Non è che sia molto sorpreso dai risultati dei referendum “autonomisti” in Lombardia e Veneto, con l’alta preferenza per i Sì. Né posso esserlo per la crescente tensione tra Spagna e Catalogna. Potevamo d’altronde meravigliarci per il tentativo degli scozzesi (non troppo deciso, bisogna dire) di provare ad approfittare del sì alla Brexit per provare a scappare dalla Gran Bretagna? Veniamo da decenni in cui le Fiandre minacciano di lasciare il Belgio, i Baschi reclamano la propria diversità dagli Spagnoli e a poche centinaia di KM abbiamo visto esplodere l’ex Yugoslavia. Siamo un’Europa in cui sopravvivono città-stato come San Marino o Andorra, fino all’estremo del Vaticano; tutto dietro la giustificazione della “tradizione” storica.

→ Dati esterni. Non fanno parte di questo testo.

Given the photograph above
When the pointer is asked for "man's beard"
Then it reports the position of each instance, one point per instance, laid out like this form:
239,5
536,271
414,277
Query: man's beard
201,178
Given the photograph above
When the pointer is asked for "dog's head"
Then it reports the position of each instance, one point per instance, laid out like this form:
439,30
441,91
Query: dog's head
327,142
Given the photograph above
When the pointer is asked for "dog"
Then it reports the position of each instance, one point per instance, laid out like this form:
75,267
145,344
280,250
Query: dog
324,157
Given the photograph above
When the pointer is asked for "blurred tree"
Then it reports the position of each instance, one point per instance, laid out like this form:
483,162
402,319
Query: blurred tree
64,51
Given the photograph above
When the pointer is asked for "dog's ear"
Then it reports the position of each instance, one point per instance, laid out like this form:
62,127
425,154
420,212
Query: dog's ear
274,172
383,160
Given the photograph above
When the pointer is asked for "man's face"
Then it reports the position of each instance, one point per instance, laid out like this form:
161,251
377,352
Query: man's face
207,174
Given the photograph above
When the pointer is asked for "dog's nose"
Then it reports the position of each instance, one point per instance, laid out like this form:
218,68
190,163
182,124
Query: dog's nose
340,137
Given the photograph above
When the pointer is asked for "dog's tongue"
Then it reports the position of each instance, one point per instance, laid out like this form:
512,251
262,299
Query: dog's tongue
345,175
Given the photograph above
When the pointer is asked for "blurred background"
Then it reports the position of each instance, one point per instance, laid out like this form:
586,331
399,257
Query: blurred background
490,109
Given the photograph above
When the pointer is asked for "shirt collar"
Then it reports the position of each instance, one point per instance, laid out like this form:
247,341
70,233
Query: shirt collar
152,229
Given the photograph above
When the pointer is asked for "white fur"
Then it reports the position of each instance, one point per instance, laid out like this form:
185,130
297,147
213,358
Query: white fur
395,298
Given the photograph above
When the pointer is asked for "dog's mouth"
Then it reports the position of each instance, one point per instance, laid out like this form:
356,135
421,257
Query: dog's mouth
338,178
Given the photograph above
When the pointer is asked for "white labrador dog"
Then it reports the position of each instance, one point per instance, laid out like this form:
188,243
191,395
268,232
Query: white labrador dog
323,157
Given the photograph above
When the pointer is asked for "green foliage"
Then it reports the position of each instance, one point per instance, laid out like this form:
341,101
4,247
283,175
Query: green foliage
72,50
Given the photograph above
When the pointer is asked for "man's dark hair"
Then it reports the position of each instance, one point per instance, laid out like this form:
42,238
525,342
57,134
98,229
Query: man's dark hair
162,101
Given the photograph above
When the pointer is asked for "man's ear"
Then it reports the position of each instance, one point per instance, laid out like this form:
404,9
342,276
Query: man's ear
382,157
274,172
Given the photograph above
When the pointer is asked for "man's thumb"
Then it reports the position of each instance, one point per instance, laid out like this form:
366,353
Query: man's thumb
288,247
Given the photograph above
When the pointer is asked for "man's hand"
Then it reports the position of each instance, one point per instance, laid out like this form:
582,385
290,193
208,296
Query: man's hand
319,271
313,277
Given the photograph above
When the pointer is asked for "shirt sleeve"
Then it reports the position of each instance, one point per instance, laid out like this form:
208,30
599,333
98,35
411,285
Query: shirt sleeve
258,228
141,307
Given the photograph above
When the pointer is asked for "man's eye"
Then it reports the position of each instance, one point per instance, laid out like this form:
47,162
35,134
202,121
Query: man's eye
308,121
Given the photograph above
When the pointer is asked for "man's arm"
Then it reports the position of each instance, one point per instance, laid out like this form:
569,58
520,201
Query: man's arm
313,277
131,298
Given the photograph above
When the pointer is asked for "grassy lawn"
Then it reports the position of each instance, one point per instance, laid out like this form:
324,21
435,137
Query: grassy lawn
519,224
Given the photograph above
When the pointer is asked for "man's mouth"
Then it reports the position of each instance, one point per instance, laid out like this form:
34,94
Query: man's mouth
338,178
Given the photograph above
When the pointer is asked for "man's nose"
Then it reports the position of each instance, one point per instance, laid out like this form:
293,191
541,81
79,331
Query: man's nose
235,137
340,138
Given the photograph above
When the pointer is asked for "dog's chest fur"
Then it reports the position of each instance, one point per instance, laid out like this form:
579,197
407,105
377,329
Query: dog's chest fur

Quando stavo a Sondrio, una domanda frequente dei cittadini e soprattutto degli abitanti della provincia era legata al perché quest’ultima non godesse degli stessi diritti delle province alpine di Bolzano o Trento. In fin dei conti gli stessi referendum di Veneto e Lombardia sono stati basati sulla retorica dell'”autonomia per tutti”, sulla tutto sommato oggettiva e forse ingiustificata diversità di trattamento. D’altra parte in Italia le regioni autonome sono ormai simbolo di benefici sparsi a pioggia e dipendenza dal pubblico; non solo la Sicilia cui pensano i più maliziosi, ma ad esempio la Valle d’Aosta, che periodicamente finisce sui giornali per l’orribile gestione della cosa pubblica. Le altre regioni invidiano alle autonome l’essere di fatto fuori controllo, capaci di bruciare miliardi di Euro per placare il senso di colpa nazionale.

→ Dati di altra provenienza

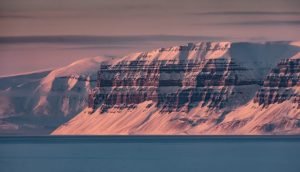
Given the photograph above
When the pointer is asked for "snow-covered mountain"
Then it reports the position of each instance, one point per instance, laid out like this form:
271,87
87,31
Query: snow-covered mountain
36,103
203,88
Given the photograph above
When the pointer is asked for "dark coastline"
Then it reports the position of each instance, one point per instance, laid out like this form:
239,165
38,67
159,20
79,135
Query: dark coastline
146,138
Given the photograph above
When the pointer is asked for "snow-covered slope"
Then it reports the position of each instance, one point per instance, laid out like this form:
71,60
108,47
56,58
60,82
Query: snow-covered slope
203,88
36,103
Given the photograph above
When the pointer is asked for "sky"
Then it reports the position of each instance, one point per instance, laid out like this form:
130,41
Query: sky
46,34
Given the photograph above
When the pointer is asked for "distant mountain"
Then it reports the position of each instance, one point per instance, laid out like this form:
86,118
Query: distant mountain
37,103
203,88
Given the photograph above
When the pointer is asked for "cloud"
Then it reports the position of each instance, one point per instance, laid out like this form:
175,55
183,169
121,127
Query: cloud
265,23
12,16
245,13
102,40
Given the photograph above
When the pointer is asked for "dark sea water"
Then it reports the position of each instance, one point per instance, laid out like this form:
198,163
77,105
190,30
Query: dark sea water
150,153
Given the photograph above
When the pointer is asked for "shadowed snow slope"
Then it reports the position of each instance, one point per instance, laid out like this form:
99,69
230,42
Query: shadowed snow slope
203,88
36,103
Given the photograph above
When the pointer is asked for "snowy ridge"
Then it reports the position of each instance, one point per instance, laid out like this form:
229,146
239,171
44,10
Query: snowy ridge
145,115
202,88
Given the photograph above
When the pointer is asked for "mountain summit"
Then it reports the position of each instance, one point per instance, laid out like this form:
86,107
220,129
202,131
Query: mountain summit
202,88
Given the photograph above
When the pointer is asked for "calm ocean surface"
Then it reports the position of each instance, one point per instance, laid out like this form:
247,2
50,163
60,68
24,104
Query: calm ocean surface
150,153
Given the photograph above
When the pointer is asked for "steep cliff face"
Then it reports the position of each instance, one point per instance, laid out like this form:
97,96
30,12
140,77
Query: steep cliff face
204,88
173,85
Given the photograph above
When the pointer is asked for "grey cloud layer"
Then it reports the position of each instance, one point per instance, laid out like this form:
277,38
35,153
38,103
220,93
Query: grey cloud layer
101,39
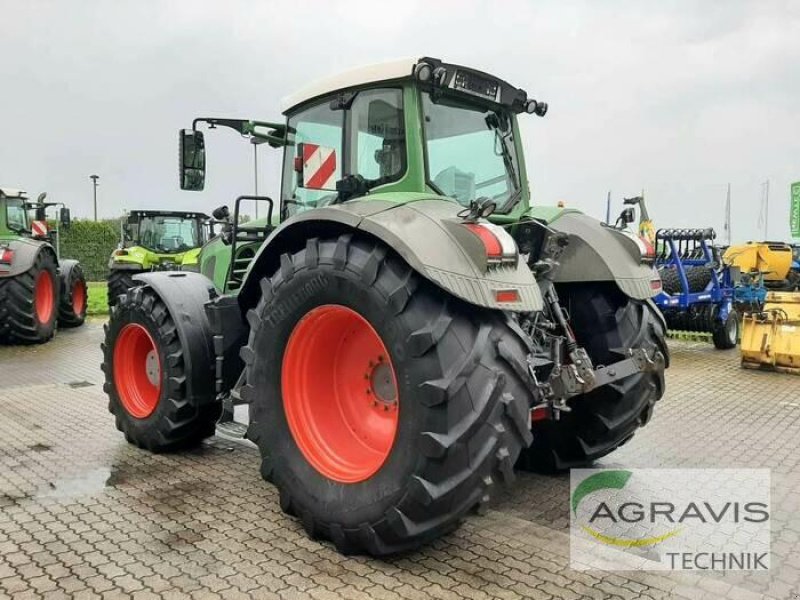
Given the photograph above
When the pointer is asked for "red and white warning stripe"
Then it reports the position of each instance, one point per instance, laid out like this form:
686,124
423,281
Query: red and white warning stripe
39,228
319,167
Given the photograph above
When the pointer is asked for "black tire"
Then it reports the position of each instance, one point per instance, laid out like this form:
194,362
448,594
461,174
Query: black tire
19,320
178,421
462,398
119,282
74,299
607,324
725,334
697,278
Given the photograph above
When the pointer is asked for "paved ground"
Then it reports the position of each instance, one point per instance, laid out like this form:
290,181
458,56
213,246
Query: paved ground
83,514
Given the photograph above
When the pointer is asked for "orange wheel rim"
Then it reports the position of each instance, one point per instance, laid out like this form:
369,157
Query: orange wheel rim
340,394
44,297
137,371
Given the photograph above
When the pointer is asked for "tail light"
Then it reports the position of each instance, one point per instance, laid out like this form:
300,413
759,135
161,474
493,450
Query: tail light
646,249
498,243
649,252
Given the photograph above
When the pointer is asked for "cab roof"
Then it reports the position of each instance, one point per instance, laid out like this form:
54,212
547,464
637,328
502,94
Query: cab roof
12,193
386,71
190,214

Ogni tanto torna di moda la locuzione “Europa delle regioni”, anche se poi ogni politico la riempie di significato a modo suo. Quello che piace a me è pensare a degli Stati Uniti d’Europa, in cui gli stati siano blocchi da una decina di milioni di abitanti l’uno; potrebbe essere un modo per superare le lotte centrifughe che sempre più emergeranno nei prossimi lustri, unendo più che lasciando andare. In fin dei conti se Sicilia o Lombardia hanno la dignità di essere stati indipendenti, può aver senso accorpare alcune regioni meridionali o settentrionali, legate da destini comuni più che separate storicamente da un fiume o una catena di montagne; lo si vede tanto anche in Germania o Francia, per non parlare degli Stati dell’Est entrati recentemente in Europa o bramosi (si fa per dire) di farlo nei prossimi anni.

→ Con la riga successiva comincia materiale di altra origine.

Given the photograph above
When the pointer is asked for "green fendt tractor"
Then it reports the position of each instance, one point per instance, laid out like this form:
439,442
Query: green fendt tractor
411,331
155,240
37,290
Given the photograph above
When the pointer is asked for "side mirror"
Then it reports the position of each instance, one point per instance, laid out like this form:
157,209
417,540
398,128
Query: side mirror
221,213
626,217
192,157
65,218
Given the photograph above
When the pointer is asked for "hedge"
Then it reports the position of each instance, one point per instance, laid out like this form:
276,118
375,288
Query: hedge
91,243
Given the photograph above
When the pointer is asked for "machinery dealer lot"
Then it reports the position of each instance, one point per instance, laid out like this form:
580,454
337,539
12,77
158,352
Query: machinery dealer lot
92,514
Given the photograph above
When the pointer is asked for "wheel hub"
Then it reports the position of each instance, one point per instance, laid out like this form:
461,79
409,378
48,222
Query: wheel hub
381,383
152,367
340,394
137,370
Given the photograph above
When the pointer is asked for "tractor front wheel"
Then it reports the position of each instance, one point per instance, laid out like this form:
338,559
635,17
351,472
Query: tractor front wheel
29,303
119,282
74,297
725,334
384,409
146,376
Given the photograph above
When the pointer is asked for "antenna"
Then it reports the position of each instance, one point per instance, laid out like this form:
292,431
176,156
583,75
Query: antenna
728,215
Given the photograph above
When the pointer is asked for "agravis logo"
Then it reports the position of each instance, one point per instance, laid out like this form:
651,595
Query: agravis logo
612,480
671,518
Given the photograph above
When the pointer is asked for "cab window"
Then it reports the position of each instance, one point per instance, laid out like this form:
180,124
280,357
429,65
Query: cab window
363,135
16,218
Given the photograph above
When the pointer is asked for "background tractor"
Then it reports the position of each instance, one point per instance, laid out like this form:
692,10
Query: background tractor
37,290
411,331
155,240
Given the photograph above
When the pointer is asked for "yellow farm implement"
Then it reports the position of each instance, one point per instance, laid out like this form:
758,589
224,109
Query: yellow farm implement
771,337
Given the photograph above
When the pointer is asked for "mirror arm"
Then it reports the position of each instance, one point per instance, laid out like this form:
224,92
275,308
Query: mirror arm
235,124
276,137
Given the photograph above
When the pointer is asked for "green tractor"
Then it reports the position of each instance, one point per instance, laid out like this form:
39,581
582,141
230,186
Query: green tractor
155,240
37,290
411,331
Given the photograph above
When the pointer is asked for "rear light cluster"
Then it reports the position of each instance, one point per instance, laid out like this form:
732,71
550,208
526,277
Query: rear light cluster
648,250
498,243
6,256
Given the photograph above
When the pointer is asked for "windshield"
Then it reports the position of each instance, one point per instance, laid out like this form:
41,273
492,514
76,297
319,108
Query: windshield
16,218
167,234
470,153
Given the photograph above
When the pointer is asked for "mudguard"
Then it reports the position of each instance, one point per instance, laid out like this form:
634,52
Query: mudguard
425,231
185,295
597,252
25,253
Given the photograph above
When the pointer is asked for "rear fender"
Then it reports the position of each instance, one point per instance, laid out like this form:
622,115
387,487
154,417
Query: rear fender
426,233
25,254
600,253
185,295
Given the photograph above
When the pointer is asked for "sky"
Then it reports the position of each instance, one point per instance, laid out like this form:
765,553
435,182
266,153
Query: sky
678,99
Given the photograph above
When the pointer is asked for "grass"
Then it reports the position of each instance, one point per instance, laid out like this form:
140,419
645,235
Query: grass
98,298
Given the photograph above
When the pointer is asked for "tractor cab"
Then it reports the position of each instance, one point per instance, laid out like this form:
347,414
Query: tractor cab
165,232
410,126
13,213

Qualcuno dice che i padri fondatori degli stati nazionali si rivolterebbero nelle tombe, dopo decenni di lotte su ogni territorio; ma obiettivamente così come sarebbe utile avere un’entità di scala globale come possa essere l’intera Europa, dall’altra parte andrebbero ricomposte le istanze locali che rischiano altrimenti di finire in una centrifuga pericolosa. In tutta Europa i partiti populisti e quelli autonomisti guadagneranno sempre più consenso, puntando sul clima costante da Repubblica di Weimar; peccato che nel frattempo nel resto del mondo le grandi potenze continueranno a premere il pedale dell’acceleratore. Cosa succederà quando India, Cina o Russia faranno la voce grossa e noi saremo ancora suddivisi nelle nostre nazioncine da qualche decina di milioni di abitanti, ogni anno sempre più piccole?